What are your personal boundaries around socializing during the pandemic?

How do I have the conversation?
The “new normal” in which we are living has prompted conversations that are unfamiliar and uncomfortable. Consider how often you had conversations with peers about the places they visited recently, the people they interacted with, whether they’ve been in crowds, whether they are wearing masks, or if they or anyone they are around is having any symptoms of illness. These questions did not seem necessary pre-pandemic. However, we are pressed toward these more exploratory conversations as we seek to minimize risk to ourselves or to others around us. It is important to know that you can and should have these types of conversations that before now would have seemed intrusive. Doing this effectively may feel tricky and maybe even overwhelming. This is normal, as we are all new to navigating these discussions. Here are some themes to consider as you broach conversations with your friends and family members about social interaction:
Consent: Consent is ultimately about respect and that should be a guiding principle during discussions about what boundaries you are or are not holding. When considering interactions with others during the pandemic, our boundaries might come up for negotiation. If one family is comfortable with one set of boundaries, but another family is comfortable with a very different set of boundaries, whose boundaries should be adhered to? The simplest way to respond to this is to adhere to the set of boundaries that is most cautious. For example, if one party has established that they will only interact while wearing masks and the other party does not want to wear a mask, both parties agree to wear masks in order to adhere to the more strict boundary.
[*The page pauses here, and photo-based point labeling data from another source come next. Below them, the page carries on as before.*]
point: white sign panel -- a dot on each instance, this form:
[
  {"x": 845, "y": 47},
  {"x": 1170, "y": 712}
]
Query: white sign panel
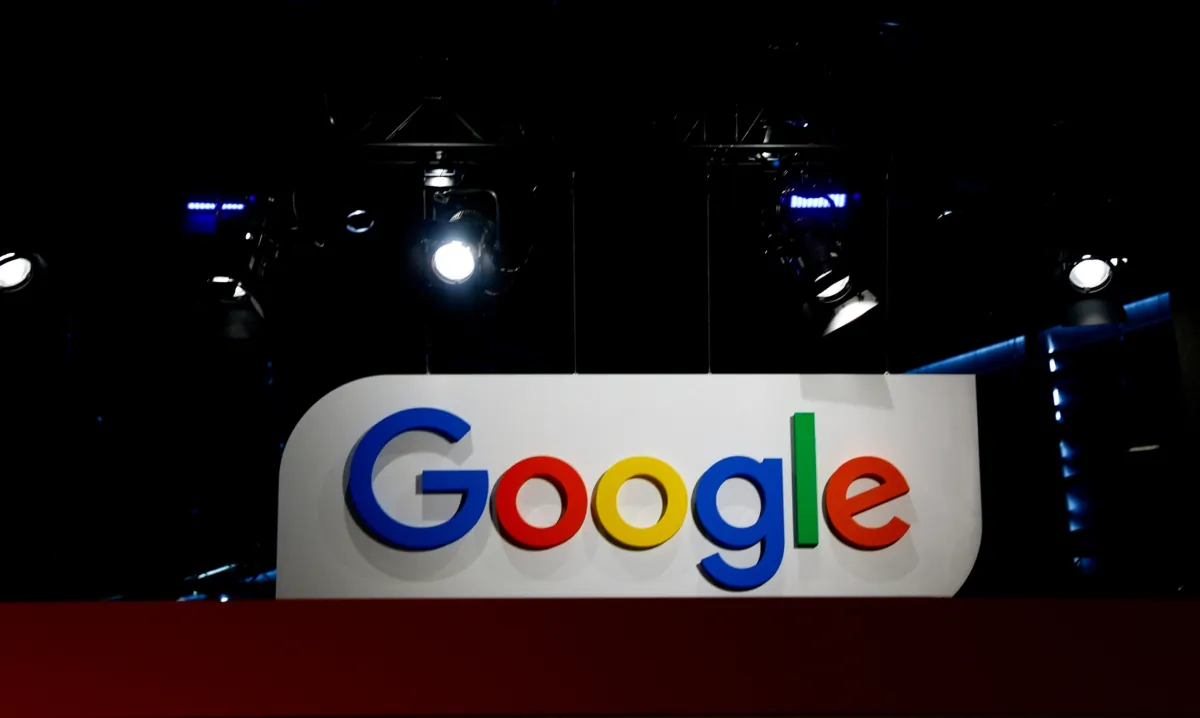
[{"x": 673, "y": 485}]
Language: Although there is no guarantee that word choice alone can eliminate the chance for misunderstanding or conflict, choosing your language carefully can make a difference. For instance, you might say something like “We are being extra careful with social distancing” or “What is your comfort level and what will make you feel most safe?” as a way to enter into the conversation with a tone of exploration instead of judgement. Using words and phrases such as “We want to make sure everyone feels comfortable” or “We want to minimize risk” can imply a desire to prioritize health and safety for all involved parties, rather than simply doing what is convenient for yourself.
How do I handle disagreement about boundaries?
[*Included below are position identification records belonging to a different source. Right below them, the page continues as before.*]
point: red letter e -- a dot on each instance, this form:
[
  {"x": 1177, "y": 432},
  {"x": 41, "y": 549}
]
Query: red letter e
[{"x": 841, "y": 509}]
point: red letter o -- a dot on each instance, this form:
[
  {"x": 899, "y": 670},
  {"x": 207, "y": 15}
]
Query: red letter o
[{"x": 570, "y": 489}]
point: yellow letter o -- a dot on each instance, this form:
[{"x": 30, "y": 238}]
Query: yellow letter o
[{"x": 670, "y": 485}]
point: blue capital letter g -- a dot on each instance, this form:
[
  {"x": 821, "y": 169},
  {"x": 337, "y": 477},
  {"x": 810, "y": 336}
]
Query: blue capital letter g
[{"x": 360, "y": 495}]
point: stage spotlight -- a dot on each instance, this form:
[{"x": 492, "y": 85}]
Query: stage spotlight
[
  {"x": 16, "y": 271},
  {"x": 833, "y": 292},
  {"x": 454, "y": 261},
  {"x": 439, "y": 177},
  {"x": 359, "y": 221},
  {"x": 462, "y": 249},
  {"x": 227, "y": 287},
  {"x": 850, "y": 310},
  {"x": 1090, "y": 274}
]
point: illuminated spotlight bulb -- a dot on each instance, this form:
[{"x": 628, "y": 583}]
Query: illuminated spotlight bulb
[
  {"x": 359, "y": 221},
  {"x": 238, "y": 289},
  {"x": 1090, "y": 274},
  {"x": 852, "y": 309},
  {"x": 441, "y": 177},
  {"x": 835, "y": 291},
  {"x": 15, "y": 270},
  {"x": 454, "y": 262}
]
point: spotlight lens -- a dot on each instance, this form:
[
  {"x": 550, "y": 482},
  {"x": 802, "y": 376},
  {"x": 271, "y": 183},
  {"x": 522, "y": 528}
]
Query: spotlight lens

The reality is that there are many factors at play during the pandemic that could draw us into disagreements that are difficult to resolve. The stakes feel high for many people, which creates an intensity around the ever-evolving discussions about health, safety, and economics. It is critical to remember that there are many different views, problems, scenarios, and pressures we are all facing. We should do our best to understand our own experience, as well as the experience of others, but the bottom line is we will not always find agreement.

Language is important when you are in disagreement, and empathy and respect will go a long way in preserving friendships in the face of conflict. Phrases such as “I understand you have a different boundary and I respect your decision” or “I know we are all doing our best to take care of ourselves and these are incredibly difficult times” demonstrate that you recognize your friends and family members are also making difficult choices, even if those choices may be different from your own. Try to avoid judgment whenever possible – Nobody wants to hear “I can’t believe you’re acting this way” or “You’re being irresponsible.” These types of statements will quickly alienate others and may cause irreparable damage to your relationships. As was discussed above, choosing an open-minded, nonjudgmental approach will be more likely to elicit negotiation and potential compromise. If you are in disagreement about a boundary, try asking your friend or family member, “Would you be open to considering a different boundary?” If they are, you are in territory for collaborative decision-making. If not, you can respectfully agree not to spend time together until everyone is able to agree on a boundary that feels comfortable.